Google and Microsoft security researchers say that they have evidence that Chinese supporting hackers take advantage of a zero -day mistake in Microsoft SharePoint as companies around the world are robbing a deficiency.
A fault that is officially known as the name CVE-2025-53770 And hackers found last weekend can steal sensitive private keys from self-hosted versions of the SharePoint software server that companies and organizations use widely to store and share internal documents. When an attacker can use, the attacker can use the error remotely use the malware and get access to the files and data stored inside, and access to other systems of the same network.
Internal- Blog post on TuesdayMicrosoft said it had found at least two previously identified China -Tukimaa hacking groups, which it calls the “linen typhoon” and “Violet Typhoon”, which utilizes the SharePoint Zero day. Microsoft says linen typhoon is focused on stealing intellectual property rights, while Violet Typhoon steals private information used for espionage.
Microsoft also looked at the ongoing hackers for a third China-backed hacker group, called “Storm-2603”, which represents a hacking group that has less knowledge of the company. However, the company stated that hackers have previously been attached to the Frenchware attacks.
According to Microsoft, three hacking groups were found to take advantage of zero vulnerability to break into vulnerable SharePoint servers on July 7.
Charles Carmakal, Mandant, Technology Director of the Response Unit of Google, told Techcrunch in an email that “at least one of the similar actors” was a China’s Nexus hacker group, but said that “many actors are now actively using this vulnerability.”

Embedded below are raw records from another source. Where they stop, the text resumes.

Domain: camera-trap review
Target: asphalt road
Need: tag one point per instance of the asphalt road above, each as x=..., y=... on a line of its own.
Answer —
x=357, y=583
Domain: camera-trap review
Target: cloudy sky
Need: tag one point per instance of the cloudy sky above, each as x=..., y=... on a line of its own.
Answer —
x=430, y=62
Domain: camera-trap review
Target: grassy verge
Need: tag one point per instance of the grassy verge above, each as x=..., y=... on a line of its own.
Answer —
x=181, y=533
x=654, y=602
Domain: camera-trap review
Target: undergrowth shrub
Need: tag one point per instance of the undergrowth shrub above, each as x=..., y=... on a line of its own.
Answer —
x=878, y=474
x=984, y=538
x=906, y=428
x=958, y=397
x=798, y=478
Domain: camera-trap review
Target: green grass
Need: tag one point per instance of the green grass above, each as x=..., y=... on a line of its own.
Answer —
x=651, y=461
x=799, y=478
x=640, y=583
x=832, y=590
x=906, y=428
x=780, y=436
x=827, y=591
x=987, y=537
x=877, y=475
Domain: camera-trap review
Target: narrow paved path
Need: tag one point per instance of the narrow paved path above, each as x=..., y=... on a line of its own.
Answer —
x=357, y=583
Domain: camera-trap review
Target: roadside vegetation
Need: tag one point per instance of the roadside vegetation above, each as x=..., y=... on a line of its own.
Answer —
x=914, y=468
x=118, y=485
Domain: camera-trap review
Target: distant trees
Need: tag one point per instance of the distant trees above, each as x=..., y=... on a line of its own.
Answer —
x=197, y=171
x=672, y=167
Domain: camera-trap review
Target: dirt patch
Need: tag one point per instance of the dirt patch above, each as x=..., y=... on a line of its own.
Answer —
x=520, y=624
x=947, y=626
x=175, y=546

Dozens of organizations have already been hacked, including in the entire state sector. The fault is kept on zero day because the seller-Microsoft, in this case, had no time to give repair before actively exploiting it. Microsoft has As all SharePoint versions of the SharePoint adopted repair informationBut security researchers have warned that the customers in SharePoint themselves should assume that they have already been compromised.
TechCrunch event
San Francisco
And
27.-29. October 2025
The Chinese government has long been opposed to the claims that it has performed cyber attacks, although it has not always explicitly denied its participation.
To comment on the Washington DC’s Chinese Embassy, Liu Pengyu said in his statement that China “opposes and opposes all kinds of information network attacks and information network crime – a position that is consistent and clear.”
This is the latest China -related hacking campaign in recent years. Chinese -supported hackers were accused of self -hosted Microsoft Exchange email servers in 2021 as part of the mass tanker campaign. According to a recent Ministry of Justice, accusing two Chinese hackers of the Prime Minister of the violations, the so -called. HAFNIUM hackers jeopardized contact information and private mailboxes from over 60,000 sufferers.
Updated with a comment on the Chinese government.